= Virelai =

Form of medieval French verse

A virelai is a form of medieval French verse used often in poetry and music. It is one of the three formes fixes (the others were the ballade and the rondeau) and was one of the most common verse forms set to music in Europe from the late thirteenth to the fifteenth centuries.

One of the most famous composers of virelai is Guillaume de Machaut (c. 1300-1377), who also wrote his own verse; 33 separate compositions in the form survive by him. Other composers of virelai include Jehannot de l'Escurel, one of the earliest (d. 1304), and Guillaume Dufay (c. 1400-1474), one of the latest.

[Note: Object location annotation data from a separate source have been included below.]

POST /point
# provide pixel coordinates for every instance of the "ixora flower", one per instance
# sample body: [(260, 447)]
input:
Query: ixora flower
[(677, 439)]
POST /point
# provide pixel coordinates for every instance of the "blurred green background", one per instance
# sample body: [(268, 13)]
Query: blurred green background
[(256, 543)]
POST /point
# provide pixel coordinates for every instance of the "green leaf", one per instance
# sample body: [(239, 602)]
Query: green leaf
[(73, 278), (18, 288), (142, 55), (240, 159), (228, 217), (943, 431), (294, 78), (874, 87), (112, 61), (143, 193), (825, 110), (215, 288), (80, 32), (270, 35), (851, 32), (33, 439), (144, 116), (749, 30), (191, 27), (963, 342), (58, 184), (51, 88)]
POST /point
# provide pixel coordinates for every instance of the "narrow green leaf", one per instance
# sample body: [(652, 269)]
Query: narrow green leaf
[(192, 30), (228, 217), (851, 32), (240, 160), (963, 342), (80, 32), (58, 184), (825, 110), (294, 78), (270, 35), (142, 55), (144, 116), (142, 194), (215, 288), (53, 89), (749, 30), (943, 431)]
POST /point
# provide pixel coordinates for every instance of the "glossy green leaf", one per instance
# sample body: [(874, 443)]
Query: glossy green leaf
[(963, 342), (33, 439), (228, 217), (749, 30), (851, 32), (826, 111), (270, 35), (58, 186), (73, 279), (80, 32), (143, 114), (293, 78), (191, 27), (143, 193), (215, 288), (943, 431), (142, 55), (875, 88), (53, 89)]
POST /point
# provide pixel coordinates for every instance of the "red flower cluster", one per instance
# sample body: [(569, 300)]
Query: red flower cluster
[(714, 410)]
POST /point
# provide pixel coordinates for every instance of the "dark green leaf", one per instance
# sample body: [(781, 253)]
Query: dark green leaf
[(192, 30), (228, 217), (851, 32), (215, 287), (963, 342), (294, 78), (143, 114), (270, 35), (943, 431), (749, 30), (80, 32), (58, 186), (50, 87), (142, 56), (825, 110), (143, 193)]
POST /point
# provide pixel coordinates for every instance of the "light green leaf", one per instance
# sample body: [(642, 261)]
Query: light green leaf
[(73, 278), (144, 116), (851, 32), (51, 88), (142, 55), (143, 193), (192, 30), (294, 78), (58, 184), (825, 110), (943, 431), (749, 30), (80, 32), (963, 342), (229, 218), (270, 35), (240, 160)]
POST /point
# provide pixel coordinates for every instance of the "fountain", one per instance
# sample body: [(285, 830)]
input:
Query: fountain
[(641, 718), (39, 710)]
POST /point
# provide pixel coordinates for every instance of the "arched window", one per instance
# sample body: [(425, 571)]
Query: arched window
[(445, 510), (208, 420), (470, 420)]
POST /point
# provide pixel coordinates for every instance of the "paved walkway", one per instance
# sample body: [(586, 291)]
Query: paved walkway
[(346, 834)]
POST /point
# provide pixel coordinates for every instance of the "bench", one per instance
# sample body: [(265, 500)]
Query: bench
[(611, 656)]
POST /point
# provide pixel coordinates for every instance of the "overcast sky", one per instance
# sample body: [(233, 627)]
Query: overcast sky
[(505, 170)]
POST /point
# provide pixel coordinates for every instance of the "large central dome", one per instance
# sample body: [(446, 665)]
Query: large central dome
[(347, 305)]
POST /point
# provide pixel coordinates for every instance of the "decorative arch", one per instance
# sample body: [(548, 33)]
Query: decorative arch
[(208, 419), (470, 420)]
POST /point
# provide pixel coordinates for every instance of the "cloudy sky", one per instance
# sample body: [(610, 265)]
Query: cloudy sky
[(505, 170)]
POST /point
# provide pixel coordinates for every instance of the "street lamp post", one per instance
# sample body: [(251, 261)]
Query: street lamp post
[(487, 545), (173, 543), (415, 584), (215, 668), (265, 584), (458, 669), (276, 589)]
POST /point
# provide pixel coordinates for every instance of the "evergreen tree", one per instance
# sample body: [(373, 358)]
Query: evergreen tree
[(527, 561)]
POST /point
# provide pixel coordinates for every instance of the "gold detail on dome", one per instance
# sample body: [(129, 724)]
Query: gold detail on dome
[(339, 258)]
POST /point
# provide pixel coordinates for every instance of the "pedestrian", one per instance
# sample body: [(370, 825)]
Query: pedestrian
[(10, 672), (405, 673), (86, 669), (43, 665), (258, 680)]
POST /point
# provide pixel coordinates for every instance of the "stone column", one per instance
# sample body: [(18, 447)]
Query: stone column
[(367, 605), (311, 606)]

By the mid-15th century, the form had become largely divorced from music, and numerous examples of this form (including the ballade and the rondeau) were written, which were either not intended to be set to music, or for which the music has not survived.

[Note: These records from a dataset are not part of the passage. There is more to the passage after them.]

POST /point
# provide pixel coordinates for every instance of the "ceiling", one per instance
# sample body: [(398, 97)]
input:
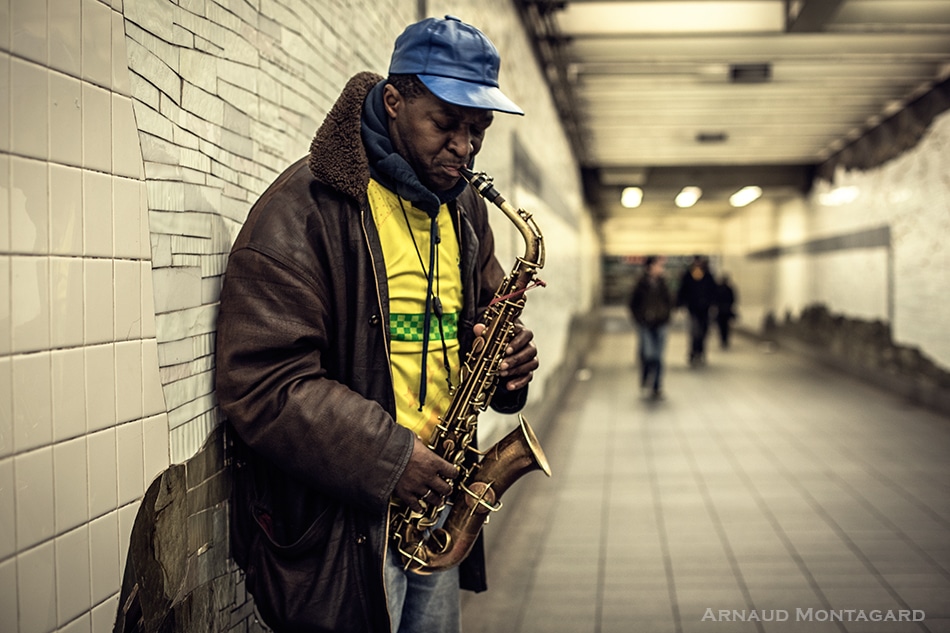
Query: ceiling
[(720, 94)]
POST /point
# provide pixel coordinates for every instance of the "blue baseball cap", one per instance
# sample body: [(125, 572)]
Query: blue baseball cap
[(455, 61)]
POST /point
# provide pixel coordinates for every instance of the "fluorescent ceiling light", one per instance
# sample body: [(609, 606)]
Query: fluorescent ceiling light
[(839, 196), (631, 197), (661, 17), (688, 197), (745, 196)]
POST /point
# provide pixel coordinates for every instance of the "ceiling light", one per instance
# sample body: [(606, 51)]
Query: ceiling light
[(839, 196), (631, 197), (745, 196), (688, 197)]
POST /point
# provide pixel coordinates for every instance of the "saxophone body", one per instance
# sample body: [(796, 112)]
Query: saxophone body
[(429, 541)]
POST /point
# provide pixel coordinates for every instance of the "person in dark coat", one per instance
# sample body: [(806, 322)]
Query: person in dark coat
[(697, 293), (651, 305), (345, 263), (725, 309)]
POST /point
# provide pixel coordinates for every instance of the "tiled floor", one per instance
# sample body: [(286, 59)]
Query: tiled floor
[(762, 488)]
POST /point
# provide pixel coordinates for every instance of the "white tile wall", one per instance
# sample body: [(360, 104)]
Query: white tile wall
[(107, 173), (76, 316), (905, 286)]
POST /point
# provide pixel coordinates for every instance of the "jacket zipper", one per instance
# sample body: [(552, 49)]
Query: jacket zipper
[(383, 321)]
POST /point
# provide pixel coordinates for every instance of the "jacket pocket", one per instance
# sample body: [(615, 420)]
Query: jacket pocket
[(288, 580)]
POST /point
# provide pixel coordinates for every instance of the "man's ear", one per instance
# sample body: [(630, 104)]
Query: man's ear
[(392, 100)]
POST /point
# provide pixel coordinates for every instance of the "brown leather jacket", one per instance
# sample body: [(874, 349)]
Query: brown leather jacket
[(303, 378)]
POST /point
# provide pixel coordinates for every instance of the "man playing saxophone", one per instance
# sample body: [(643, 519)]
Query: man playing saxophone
[(352, 295)]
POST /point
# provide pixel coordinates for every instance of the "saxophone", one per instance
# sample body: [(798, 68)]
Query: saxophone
[(423, 544)]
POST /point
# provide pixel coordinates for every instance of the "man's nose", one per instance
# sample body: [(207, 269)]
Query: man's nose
[(461, 143)]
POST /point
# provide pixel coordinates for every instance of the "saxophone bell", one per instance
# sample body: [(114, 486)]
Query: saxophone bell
[(424, 546)]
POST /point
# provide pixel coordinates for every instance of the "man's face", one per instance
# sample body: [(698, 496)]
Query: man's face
[(435, 137)]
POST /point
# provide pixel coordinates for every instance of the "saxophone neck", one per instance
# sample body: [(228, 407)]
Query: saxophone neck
[(523, 221)]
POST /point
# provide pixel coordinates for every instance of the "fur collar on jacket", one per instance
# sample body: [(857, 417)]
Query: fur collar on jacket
[(337, 157)]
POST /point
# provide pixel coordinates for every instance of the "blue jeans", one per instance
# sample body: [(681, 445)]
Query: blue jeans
[(422, 604), (652, 344)]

A virelai with only a single stanza is also known as a bergerette.

== Musical virelai ==

Structural schema of the virelai.

The virelai as a song form of the 14th and early 15th century usually has three stanzas, and a refrain that is stated before the first stanza and again after each. Within each stanza, the structure is that of the bar form, with two sections that share the same rhymes and music (Stollen), followed by a third (Abgesang). The third section of each stanza shares its rhymes and music with the refrain. Thus, it can be schematically represented as AbbaA, where "A" represents the repeated refrain, "a" represents the verse set to the same music as the refrain, and "b" represents the remaining verses set to different music.

Within this overall structure, the number of lines and the rhyme scheme is variable. The refrain and Abgesang may be of three, four or five lines each, with rhyme schemes such as ABA, ABAB, AAAB, ABBA, or AABBA. The structure often involves an alternation of longer with shorter lines. Typically, all three stanzas share the same set of rhymes, which means that the entire poem may be built on just two rhymes, if the Stollen sections also share their rhymes with the refrain.

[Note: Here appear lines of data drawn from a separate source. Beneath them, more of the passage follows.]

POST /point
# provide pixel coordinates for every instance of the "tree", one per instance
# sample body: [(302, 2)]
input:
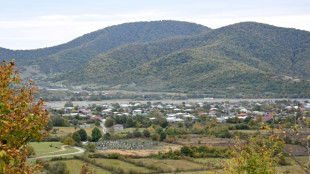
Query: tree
[(96, 134), (59, 168), (76, 137), (21, 119), (68, 104), (163, 136), (109, 122), (83, 134), (258, 155), (86, 170), (68, 141), (146, 133)]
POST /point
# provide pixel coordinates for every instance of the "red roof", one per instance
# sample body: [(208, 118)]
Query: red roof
[(242, 115)]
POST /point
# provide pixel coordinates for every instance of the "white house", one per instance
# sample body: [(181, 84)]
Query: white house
[(118, 127)]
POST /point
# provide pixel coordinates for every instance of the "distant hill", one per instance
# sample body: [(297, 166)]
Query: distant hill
[(249, 58), (242, 60)]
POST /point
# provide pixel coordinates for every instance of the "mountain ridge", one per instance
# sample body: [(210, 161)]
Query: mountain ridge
[(246, 58)]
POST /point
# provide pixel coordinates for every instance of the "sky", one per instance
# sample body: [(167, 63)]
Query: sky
[(31, 24)]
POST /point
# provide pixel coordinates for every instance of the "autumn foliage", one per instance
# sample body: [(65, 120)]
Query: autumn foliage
[(21, 119)]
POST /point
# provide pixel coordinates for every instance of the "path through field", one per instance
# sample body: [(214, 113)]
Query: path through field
[(80, 150)]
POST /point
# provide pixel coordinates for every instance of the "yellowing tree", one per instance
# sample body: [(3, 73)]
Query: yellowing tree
[(258, 155), (21, 120)]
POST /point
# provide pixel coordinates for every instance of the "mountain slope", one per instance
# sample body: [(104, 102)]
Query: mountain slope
[(112, 37)]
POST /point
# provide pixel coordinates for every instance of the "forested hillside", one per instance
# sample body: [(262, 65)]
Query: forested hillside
[(245, 59), (69, 56)]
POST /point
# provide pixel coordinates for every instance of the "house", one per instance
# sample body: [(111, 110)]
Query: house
[(118, 127), (83, 126), (137, 112)]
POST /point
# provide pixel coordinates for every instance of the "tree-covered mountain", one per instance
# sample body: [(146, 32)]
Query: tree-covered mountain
[(73, 54), (251, 59), (246, 57)]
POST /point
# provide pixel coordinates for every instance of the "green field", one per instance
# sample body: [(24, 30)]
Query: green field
[(63, 131), (75, 166), (171, 165), (46, 148), (51, 148), (123, 165)]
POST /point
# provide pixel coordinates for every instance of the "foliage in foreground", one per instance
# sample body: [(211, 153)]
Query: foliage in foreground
[(258, 155)]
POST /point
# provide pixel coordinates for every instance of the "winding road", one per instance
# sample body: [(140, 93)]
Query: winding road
[(80, 150)]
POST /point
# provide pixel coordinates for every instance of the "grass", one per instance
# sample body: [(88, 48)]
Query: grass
[(74, 166), (213, 162), (63, 131), (172, 165), (43, 148), (50, 148), (123, 165)]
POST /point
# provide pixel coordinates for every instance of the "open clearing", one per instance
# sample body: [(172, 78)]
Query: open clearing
[(74, 166), (196, 140), (141, 153), (63, 131), (172, 165)]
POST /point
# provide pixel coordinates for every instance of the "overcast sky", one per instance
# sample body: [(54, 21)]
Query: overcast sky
[(28, 24)]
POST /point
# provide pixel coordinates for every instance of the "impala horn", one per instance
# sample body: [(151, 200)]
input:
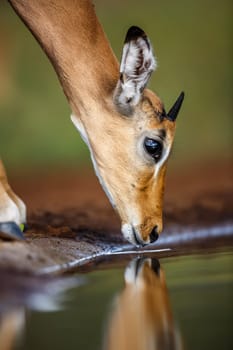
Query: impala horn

"Douce Dame Jolie" by Guillaume de Machaut is an example of a virelai with rhymes AAAB in the refrain, and AAB (with a shortened second verse) in each of the stollen sections.

Douce dame jolie,
Pour dieu ne pensés mie
Que nulle ait signorie
Seur moy fors vous seulement.

Qu'adès sans tricherie
Chierie
Vous ay et humblement

Tous les jours de ma vie
Servie
Sans villain pensement.

Helas! et je mendie
D'esperance et d'aïe;
Dont ma joie est fenie,
Se pité ne vous en prent.

Douce dame jolie,
Pour dieu ne pensés mie
Que nulle ait signorie
Seur moy fors vous seulement.

== Virelai "ancien" and "nouveau" ==

From the 15th century onwards the virelai was no longer regularly set to music but became a purely literary form, and its structural variety proliferated. The 17th-century prosodist Père Mourgues defined what he called the virelai ancien in a way that has little in common with the musical virelais of the 14th and 15th centuries. His virelai ancien is a structure without a refrain and with an interlocking rhyme scheme between the stanzas: in the first stanza, the rhymes are AAB AAB AAB, with the B lines shorter than the A lines. In the second stanza, the B rhymes are shifted to the longer verses, and a new C rhyme is introduced for the shorter ones (BBC BBC BBC), and so on. Another form described by Père Mourgues is the virelai nouveau, which has a two-line refrain at the beginning, with each stanza ending with a repetition of either the first or the second refrain verse in alternation, and the last stanza ending in both refrain verses in reversed order. These forms have occasionally been reproduced in later English poetry, e.g. by John Payne ("Spring Sadness", a virelai ancien), and Henry Austin Dobson ("July", a virelai nouveau).